Bonds, ETFs, the Future: How to Make Your Money Work While You Sleep
No cap, you don’t need big bucks to start investing.
By Lim Yian Lu,
You’ve probably scrolled past TikToks about stocks, crypto, or “passive income hacks” and thought you’ll need big bucks to start. But investing isn’t just for rich uncles in suits. It’s one of the smartest things you can do to grow your money, and you can start way smaller than you think. But before we get into the magic number, let’s settle the basics.
Investing versus saving: What’s the difference?
Saving is like leaving your money to nap in a bank account. It’s safe but barely moving, earning less than one per cent interest a year. Investing, on the other hand, is like sending your money to the gym. It works harder, grows faster (if done right), and can outpace inflation. Sure, there’s a bit of risk, but risk is where the gains live.
Why bother investing?
Because inflation is eating your savings alive. Remember when kopi used to be $0.90? Now it’s $1.30, and that’s your sign. If your money is just sitting in a savings account, it’s slowly losing buying power. Investing helps your money grow faster than inflation so that future you can still afford your iced oat latte. Think of investing as your secret weapon for financial freedom. It’s how you make your money hustle for you instead of just sitting there.
Who should be investing?
Anyone who has an emergency fund covering three to six months of expenses is already in a good spot to start. Even students or fresh grads can invest! You don’t need to be rich or a finance pro (at least know some basics). Build wealth slowly and let compound interest do its magic.

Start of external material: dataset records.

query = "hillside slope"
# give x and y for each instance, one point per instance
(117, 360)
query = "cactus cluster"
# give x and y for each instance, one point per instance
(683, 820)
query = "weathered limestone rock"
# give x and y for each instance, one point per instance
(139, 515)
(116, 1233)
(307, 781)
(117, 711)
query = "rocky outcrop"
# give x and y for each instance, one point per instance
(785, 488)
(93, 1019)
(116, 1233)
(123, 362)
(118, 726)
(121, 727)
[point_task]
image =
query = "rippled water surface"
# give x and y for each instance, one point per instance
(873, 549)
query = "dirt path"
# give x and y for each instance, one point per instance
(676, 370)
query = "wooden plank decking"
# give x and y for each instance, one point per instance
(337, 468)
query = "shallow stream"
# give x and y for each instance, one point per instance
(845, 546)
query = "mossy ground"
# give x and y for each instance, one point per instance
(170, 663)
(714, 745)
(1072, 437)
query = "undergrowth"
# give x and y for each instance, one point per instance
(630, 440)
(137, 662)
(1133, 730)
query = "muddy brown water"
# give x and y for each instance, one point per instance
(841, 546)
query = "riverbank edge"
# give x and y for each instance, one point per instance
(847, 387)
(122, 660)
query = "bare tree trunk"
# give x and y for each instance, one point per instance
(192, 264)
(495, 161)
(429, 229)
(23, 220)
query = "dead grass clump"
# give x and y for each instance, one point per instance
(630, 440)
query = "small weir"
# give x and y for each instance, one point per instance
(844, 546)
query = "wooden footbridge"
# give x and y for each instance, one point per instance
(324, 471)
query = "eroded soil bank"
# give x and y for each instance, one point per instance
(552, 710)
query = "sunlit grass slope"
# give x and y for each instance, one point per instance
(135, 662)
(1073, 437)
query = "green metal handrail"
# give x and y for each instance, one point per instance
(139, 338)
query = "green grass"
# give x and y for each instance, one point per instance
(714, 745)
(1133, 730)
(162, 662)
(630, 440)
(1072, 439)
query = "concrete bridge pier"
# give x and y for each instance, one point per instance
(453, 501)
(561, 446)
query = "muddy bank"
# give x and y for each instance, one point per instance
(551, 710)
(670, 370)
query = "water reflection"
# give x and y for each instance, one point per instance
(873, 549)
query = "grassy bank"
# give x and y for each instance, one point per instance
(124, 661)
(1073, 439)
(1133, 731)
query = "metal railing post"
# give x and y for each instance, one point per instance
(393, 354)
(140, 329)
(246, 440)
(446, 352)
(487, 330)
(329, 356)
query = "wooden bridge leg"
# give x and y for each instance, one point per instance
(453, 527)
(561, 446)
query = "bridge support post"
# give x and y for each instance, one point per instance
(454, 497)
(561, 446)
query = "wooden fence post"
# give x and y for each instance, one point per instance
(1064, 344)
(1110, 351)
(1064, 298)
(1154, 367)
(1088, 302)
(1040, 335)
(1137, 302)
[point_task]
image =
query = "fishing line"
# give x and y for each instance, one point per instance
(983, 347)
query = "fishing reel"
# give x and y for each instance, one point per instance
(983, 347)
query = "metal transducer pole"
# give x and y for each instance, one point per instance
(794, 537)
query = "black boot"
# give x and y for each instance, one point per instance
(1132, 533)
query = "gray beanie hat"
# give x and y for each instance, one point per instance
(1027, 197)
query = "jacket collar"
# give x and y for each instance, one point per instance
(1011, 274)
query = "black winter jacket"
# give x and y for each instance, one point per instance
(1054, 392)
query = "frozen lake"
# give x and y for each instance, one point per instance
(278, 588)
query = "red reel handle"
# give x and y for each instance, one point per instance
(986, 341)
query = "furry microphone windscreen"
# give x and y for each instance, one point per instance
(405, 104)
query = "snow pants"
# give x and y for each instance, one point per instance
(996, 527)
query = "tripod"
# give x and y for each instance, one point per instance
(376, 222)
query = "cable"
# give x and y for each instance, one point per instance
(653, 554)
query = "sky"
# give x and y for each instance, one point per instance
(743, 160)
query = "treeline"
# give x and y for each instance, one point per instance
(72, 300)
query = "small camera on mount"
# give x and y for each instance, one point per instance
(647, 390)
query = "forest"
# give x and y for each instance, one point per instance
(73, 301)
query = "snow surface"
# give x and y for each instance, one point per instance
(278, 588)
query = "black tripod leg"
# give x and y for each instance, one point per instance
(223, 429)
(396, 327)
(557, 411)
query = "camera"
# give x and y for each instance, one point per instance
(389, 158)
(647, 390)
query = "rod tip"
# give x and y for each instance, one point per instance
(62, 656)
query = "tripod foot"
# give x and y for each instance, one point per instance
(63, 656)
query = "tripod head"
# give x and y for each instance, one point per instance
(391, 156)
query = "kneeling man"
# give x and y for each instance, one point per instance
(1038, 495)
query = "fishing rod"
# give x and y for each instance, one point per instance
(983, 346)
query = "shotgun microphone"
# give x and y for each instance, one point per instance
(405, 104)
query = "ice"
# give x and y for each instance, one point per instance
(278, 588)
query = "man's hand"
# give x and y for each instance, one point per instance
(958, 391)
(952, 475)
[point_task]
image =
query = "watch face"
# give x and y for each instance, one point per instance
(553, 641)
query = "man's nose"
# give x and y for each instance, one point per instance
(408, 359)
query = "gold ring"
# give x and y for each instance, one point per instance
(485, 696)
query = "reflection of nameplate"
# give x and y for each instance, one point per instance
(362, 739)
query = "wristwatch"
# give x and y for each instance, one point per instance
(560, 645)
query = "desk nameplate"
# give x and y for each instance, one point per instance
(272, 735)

What should you invest in?
If you’re a total beginner, Exchange-Traded Funds (ETFs), which track a specific index or indices, are a great starting point because they spread out your risk. Real Estate Investment Trusts (REITs) are solid if you like the idea of earning dividends from property. Blue-chip stocks, like DBS or Singtel, are also beginner-friendly as they’re stable, well-known companies. And if all that sounds like too much work, robo-advisors are your set-and-forget solution.
So, how much do you really need?
With apps like Syfe or StashAway, you can begin with as little as $1. Want a slice of Apple or Tesla? Fractional shares mean you can own a piece without dropping hundreds. It’s less about the number you start with, and more about the habit of investing.
How do you start investing?
First, open a brokerage account or get on a robo-advisor. Apps like Moomoo, Tiger Brokers, or DBS Vickers let you do it yourself, while robo-advisors like Syfe, StashAway, or Endowus will invest for you. Start by setting aside a small part (10 to 20 per cent) of your monthly savings and put it to work. The goal is not to go all-in on the first day but to start early and stay consistent. Even if you don’t fully get all the finance jargon yet, don’t worry since you’ll learn as you go.
The sooner you start investing, the better, even if it’s just kopi money each month. Your future self will thank you for not waiting until you “have enough.” Start now, stay chill during market dips, and let your money grow while you focus on living your best life. Investing is for anyone who wants their money to work harder, even while you sleep.
We ask Ian Leong, CEO, Tiger Brokers Singapore about the trend of Gen Z investors on their app and this is what he said: "While much has been said about the financial pressures facing Gen Z - rising costs of living and uncertain job markets - what’s often overlooked is how this generation is actively reclaiming financial agency, particularly through investing.
"At Tiger Brokers Singapore, we have observed a 33.5% growth in number of Gen Z users from 2021 to 2024, reflecting a steady and growing commitment among young investors taking control of their financial futures. They are educating themselves, seeking out opportunities, and building portfolios earlier than any generation before.
"We believe this surge in Gen Z investors is driven by both accessibility and empowerment. Tiger Brokers has made it a priority to lower the barriers to investing, through offerings such as fractional shares and low trading commissions so that even those with small capital can get started. Beyond tools, we also aim to equip younger investors with the knowledge and confidence to make informed decisions, through a growing ecosystem of in-app learning resources, university partnerships, and a vibrant in-app community. Our platform not only provides access, but also creates a space for peer learning, real-time market discussions, and ongoing financial literacy.
"Among Tiger's Gen Z investors in Singapore, 3 out of 4 are investing in equities, reflecting their strong preference for growth-oriented assets and confidence in the stock market. Beyond stocks, there is a noticeable interest in funds, suggesting that younger investors are also thinking long-term and beginning to diversify their portfolios. The presence of Gen Zs exploring options (typically viewed as a more complex and technical product) highlights their growing financial maturity and willingness to engage with more advanced strategies. Bonds, on the other hand, remain the least attractive, indicating a discerning approach where underperforming or lower-yield instruments are consciously deprioritised. Altogether, this signals a generation that is stepping into the markets with intent, curiosity, and a fast-evolving sense of sophistication."